2- L’IE s’est développée parallèlement à l’IM, sans pouvoir convaincre les entreprises de sa différence ou de sa supériorité.

L'objet de la réflexion

L’objectif est de tenter d’expliquer en quoi le modèle français d’IE souffre d’une faiblesse structurelle, qui se traduit par sa non appropriation par les entreprises, et ce malgré les efforts considérables qui ont été développés depuis quelques années, tant sur le plan de la recherche qu’au niveau politique.

S’agissant d’un problème structurel, on admet (postulat) que cette non appropriation (à quelques exceptions près), trouve son origine dans l’absence d’intérêt des décideurs pour l’IE, alors que paradoxalement l’intelligence marketing est devenue un outil usuel de l’entreprise.
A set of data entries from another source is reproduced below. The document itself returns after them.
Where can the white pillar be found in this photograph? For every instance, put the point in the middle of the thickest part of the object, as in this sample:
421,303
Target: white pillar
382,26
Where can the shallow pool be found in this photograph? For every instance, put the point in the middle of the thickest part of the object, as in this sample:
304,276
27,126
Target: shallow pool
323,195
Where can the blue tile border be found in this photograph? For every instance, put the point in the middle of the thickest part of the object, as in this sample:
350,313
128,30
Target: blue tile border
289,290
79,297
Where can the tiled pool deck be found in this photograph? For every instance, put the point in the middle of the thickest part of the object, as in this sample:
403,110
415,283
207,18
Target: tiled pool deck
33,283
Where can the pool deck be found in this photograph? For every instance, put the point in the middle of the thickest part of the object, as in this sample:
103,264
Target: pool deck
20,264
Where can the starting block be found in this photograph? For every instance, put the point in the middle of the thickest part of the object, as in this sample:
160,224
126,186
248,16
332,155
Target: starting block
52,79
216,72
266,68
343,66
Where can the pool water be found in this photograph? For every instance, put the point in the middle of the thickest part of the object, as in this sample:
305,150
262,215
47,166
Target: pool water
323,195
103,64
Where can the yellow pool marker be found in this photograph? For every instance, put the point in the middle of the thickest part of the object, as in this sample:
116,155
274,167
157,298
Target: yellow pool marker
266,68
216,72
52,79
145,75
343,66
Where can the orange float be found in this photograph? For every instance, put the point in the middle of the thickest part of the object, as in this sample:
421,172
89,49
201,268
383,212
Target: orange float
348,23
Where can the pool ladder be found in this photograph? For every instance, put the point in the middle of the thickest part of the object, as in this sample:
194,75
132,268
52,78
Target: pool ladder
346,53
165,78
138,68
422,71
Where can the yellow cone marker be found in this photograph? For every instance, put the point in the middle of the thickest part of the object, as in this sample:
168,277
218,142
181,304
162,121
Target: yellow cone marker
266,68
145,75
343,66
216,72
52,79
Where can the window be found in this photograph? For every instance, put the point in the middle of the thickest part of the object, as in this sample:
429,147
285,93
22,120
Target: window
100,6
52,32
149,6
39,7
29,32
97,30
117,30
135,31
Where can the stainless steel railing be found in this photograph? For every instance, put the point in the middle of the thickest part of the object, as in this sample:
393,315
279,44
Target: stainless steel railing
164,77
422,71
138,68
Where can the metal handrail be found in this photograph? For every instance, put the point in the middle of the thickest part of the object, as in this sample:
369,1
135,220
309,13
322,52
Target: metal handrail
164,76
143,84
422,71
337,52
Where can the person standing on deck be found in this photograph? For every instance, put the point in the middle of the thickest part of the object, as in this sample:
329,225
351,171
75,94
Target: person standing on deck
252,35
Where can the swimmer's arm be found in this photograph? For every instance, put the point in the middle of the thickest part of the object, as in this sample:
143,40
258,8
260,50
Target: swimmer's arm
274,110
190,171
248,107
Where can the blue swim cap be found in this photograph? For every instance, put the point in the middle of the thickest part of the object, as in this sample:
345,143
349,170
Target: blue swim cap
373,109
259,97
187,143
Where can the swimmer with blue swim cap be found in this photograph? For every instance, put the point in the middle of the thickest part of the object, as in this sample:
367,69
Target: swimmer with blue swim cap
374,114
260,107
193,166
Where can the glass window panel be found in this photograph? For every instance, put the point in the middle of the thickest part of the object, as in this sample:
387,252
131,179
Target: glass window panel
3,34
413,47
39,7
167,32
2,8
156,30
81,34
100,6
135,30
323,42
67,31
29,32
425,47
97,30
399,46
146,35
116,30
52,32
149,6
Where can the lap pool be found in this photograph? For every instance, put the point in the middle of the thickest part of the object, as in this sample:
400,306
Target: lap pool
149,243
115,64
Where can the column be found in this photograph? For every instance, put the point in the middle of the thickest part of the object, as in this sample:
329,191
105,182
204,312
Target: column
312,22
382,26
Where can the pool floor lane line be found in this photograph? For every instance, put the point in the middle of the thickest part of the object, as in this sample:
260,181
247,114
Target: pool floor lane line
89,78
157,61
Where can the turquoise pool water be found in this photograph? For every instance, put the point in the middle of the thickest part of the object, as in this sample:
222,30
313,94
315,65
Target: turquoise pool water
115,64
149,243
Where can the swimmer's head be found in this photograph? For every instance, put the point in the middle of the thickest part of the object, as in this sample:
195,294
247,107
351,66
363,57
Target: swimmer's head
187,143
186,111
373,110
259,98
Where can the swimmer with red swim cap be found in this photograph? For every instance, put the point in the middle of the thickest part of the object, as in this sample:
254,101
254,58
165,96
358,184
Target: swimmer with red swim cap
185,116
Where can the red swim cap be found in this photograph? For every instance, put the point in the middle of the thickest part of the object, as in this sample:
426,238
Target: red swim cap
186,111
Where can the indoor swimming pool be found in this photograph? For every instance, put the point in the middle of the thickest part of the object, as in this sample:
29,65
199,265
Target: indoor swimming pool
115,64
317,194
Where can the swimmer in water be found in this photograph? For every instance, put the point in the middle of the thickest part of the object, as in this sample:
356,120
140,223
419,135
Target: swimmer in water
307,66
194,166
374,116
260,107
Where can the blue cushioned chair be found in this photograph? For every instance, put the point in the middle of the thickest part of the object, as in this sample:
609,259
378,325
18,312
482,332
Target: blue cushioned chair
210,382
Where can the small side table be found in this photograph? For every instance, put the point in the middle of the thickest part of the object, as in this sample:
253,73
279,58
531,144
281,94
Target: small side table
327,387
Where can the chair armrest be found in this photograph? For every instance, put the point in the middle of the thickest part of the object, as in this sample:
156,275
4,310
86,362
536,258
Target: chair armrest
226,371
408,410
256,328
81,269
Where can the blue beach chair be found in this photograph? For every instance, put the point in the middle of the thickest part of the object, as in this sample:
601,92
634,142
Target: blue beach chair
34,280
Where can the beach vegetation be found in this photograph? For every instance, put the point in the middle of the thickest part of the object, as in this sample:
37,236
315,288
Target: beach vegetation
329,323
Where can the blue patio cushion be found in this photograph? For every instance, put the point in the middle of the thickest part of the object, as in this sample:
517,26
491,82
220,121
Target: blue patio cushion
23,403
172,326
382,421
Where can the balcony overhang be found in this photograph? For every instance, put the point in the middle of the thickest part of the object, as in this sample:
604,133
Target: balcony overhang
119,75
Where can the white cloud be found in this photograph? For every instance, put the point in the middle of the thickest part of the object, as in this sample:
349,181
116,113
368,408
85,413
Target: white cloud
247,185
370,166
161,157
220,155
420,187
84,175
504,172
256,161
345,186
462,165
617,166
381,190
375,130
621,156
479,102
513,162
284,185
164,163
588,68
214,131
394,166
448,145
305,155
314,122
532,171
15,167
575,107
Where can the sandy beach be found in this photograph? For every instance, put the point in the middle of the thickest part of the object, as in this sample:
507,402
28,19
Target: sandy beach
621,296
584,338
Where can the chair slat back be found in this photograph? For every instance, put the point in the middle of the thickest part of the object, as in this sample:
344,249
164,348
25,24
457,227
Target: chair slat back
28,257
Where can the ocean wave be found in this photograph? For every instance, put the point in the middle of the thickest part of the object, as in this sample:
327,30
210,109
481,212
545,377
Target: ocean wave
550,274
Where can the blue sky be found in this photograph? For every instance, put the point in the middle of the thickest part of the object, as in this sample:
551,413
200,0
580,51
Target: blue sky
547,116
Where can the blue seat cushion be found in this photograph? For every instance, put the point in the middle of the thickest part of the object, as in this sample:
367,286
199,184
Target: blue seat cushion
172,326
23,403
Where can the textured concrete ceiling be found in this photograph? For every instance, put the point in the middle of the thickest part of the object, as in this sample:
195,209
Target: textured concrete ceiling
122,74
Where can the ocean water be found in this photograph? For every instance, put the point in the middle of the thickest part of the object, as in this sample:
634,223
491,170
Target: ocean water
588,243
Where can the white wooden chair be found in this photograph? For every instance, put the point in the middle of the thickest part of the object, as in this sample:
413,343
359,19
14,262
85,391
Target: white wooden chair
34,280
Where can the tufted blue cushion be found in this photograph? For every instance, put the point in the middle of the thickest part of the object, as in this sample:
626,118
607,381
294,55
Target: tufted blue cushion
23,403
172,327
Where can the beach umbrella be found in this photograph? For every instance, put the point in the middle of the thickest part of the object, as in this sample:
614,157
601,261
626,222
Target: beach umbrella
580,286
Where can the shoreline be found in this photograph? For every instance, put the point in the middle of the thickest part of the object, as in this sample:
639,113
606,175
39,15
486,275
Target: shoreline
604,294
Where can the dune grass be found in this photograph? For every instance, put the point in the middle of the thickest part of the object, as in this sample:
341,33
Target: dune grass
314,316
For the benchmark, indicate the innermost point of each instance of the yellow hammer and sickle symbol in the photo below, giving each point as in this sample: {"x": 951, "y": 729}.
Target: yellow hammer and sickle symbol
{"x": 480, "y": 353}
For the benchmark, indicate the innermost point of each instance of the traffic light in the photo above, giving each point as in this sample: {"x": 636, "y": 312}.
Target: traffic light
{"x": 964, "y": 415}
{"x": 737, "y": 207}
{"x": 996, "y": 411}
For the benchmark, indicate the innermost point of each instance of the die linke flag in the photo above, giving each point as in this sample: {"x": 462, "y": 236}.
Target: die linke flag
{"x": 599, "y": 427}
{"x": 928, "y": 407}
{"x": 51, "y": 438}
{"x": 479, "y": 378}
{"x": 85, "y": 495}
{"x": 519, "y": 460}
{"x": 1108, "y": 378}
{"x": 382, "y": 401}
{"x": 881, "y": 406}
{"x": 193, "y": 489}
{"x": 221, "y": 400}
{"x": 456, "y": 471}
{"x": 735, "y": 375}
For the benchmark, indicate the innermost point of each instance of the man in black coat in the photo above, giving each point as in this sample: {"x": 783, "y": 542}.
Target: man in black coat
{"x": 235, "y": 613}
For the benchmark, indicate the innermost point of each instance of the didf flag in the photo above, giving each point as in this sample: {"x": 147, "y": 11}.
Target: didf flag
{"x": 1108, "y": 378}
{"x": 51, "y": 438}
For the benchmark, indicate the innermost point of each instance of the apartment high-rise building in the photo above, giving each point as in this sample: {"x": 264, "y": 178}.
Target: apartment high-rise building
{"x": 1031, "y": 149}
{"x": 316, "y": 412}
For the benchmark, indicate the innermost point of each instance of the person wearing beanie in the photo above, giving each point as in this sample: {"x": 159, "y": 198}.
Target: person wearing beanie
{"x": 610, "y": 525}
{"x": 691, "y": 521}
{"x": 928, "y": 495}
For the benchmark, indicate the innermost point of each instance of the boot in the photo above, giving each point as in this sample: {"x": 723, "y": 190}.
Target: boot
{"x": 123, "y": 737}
Cela tendrait à prouver que, contrairement au discours ambiant, les décideurs ne sont pas réfractaires à l’information pour peu qu’elle soit située dans un contexte qui leur est familier.

Ainsi donc mon propos n’est pas de déboulonner la statue de l’IE au profit de l’IM, mais de faire le constat que de ces deux concepts issus de courants théoriques communs, l’un s’est intégré aux pratiques de management sous une forme spécifique (études de marchés), l’autre peine à s’inscrire dans la logique managériale des organisations et fait encore figure de pratique exotique.

L'hypothèse de travail

Mon hypothèse aujourd’hui, est que pour éviter une paupérisation de l'IE, il faut réunir trois conditions essentielles: une dynamique intellectuelle qui repose sur une épistémologie maîtrisée (élaboration et maîtrise du concept), une approche pragmatique qui repose sur un ensemble de méthodologies éprouvées (les pratiques), enfin le besoin exprimé par entreprises d'une méthode globale de maîtrise de l'information (intelligence stratégique selon Marmuse, 1996).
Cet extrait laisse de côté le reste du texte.